As Nixon’s assistant, I decided to do a little research into the history of the Senate’s role. Studying the Federalist papers, I made a remarkable discovery. The drafters of the Constitution decided that the President should have the power to appoint judges and cabinet officers. But late in the debate over the Constitution, the question was raised, What if the President were to appoint someone from his own state, or an old crony, or worse, a family member–nepotism? So the “advice and consent” clause was added specifically to prevent such abuses.
It was never intended to give the Senate equal say with the President over appointments.
But gradually Senators lost sight of the original purpose of the clause. They began to do far more than it called for. They took it upon themselves to filter a nominee’s political views, and to reject anyone they disagree with–to impose a grid of political correctness.
It began in the 1970s, with that controversial Nixon nomination. At the time, I drafted a letter for the President, arguing that the Senate was overstepping its constitutional bounds.

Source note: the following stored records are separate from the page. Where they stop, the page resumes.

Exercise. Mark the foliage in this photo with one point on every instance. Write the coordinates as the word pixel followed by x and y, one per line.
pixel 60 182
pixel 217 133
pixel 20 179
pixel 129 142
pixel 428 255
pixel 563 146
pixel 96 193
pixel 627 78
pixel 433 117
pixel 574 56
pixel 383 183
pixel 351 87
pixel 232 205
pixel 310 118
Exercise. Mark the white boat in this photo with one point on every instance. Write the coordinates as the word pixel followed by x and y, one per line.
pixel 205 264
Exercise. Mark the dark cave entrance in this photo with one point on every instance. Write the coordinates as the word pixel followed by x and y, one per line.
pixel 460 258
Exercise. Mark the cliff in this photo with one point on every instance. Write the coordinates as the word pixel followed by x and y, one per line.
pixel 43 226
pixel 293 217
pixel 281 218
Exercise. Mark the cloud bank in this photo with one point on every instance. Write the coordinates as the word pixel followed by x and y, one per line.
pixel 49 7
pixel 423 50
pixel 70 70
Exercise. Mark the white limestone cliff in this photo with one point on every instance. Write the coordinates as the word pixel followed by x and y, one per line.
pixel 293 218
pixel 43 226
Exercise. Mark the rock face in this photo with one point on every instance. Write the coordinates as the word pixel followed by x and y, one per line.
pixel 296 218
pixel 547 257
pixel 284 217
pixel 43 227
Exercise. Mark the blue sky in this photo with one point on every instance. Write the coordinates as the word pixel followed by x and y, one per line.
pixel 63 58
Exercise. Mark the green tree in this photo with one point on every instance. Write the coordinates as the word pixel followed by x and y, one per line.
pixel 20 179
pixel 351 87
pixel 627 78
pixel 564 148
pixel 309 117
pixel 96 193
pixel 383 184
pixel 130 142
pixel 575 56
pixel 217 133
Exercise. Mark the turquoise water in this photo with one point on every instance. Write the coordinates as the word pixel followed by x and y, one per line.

Nixon liked the letter and sent it to an influential Senator. It created an instant controversy. The senators were decidedly unhappy at being told that their role was limited.
But it looks like someone needs to tell them the same thing again: Send them back to study the Constitution and show them that they are going way beyond their constitutional powers.
Whatever the outcome of the current hearings on Clarence Thomas, they highlight once again the way the Senate is overreaching itself. Dare we hope that men and women of good will might work together to restore that delicate balance between the executive and legislative branches intended by the Founders?
And, oh yes–that the word to Bork will be erased forever from the political lexicon.
This is sixth of a seven part series on Clarence Thomas.